Hamelman's Sunflower Seed Bread with Paté Fermentée Crumb shot

So far it’s been fine, but maybe this bread could have done with ten per cent very strong flour in the mix to give it a bit more lift. I was using Shipton No 1 for the flour in this one. Who knows? I’ll have to check out what the others made of this one when I post the link over on the Mellow Bakers forum.  It’s been a while since I made a seeded loaf and I think there are other recipes which are less faff than this one and give you a similar if not better result than this one.

I also bake these breads at a lower temperature than Hamelman gives, simply because I don’t like these grainy breads to have very hard crusts. Any grains that are in the crust area then get super hard and are not pleasant to eat unless you have the teeth of a rodent. More people crack teeth on hard grains in bread than anything else according to my dentist. The trademarked ‘Granary’ in the UK being the worst culprit for this or so she says, not my words, hers!
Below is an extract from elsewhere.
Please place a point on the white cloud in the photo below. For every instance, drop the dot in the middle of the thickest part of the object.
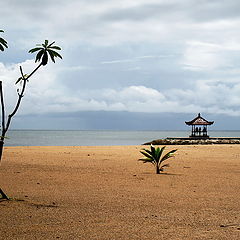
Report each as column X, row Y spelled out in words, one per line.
column 190, row 51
Hamelman's Sunflower Seed Bread with Paté Fermentée and bacon

I am not convinced that just soaking the chopped rye (which forms a hefty component of this dough)  in cold water for four hours softens them enough either. Another time I would use warm water or gently simmer them to make sure they soften up and maybe soak them overnight in some fruit juice or ale as Dan Lepard does to great effect in his grain breads in the Handmade Loaf.

All the same this made a moist and tasty seedy loaf that improved in flavour and texture on the second day and was lovely with a rasher of middle cut bacon.
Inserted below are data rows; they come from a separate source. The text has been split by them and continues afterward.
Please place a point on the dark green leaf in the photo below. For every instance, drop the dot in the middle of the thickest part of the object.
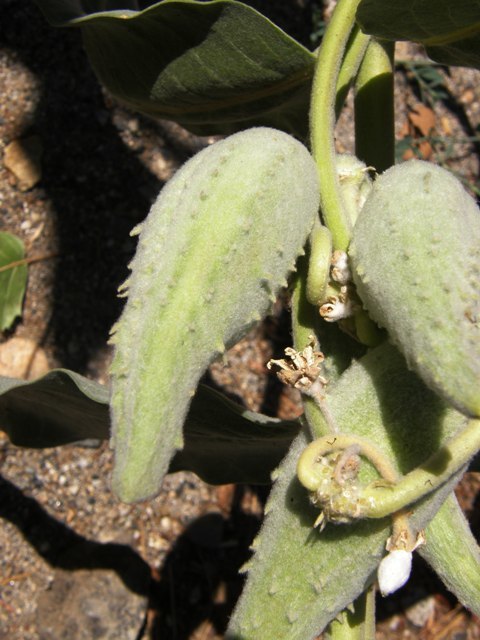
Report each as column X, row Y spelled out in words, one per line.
column 453, row 552
column 214, row 67
column 449, row 31
column 300, row 579
column 13, row 280
column 223, row 442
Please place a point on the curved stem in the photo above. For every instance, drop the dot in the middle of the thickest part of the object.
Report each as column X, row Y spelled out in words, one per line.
column 304, row 320
column 374, row 114
column 322, row 119
column 331, row 443
column 358, row 622
column 383, row 501
column 354, row 54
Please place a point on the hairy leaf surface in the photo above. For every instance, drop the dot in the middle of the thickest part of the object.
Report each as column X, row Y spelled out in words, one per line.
column 13, row 280
column 212, row 255
column 224, row 442
column 453, row 552
column 300, row 579
column 416, row 257
column 450, row 31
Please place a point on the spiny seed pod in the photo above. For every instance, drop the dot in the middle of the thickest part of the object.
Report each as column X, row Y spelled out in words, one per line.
column 212, row 255
column 416, row 261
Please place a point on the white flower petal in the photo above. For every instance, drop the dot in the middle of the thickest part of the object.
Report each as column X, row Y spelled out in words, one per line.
column 394, row 571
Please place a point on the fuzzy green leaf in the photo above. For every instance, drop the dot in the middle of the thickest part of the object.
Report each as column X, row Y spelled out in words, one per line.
column 449, row 31
column 213, row 67
column 223, row 442
column 453, row 552
column 416, row 262
column 13, row 281
column 300, row 579
column 212, row 255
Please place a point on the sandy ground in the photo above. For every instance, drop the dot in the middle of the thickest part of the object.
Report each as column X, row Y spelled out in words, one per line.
column 75, row 562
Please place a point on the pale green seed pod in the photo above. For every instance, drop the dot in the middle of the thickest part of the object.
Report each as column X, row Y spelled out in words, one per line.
column 212, row 255
column 416, row 263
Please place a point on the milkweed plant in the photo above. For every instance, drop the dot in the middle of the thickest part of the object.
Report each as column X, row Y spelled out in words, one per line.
column 382, row 263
The sun came out for this shot!

Just a footnote: I wrote a couple of posts about this book (which is my second most useful bread book)  a while back and I also came across this thread on the Fresh Loaf, which might also be of interest.  It seems to imply that the most recent edition has had all the errors corrected. However, the only way to be sure that you get the most recent edition is to check the printing number at the front, and if you are ordering from an online supplier, they may well have old stock.

Patée Fermentée – For some reason this bread made with five different grains came out gloriously – so have a peek at that one if you want to see seedy loveliness!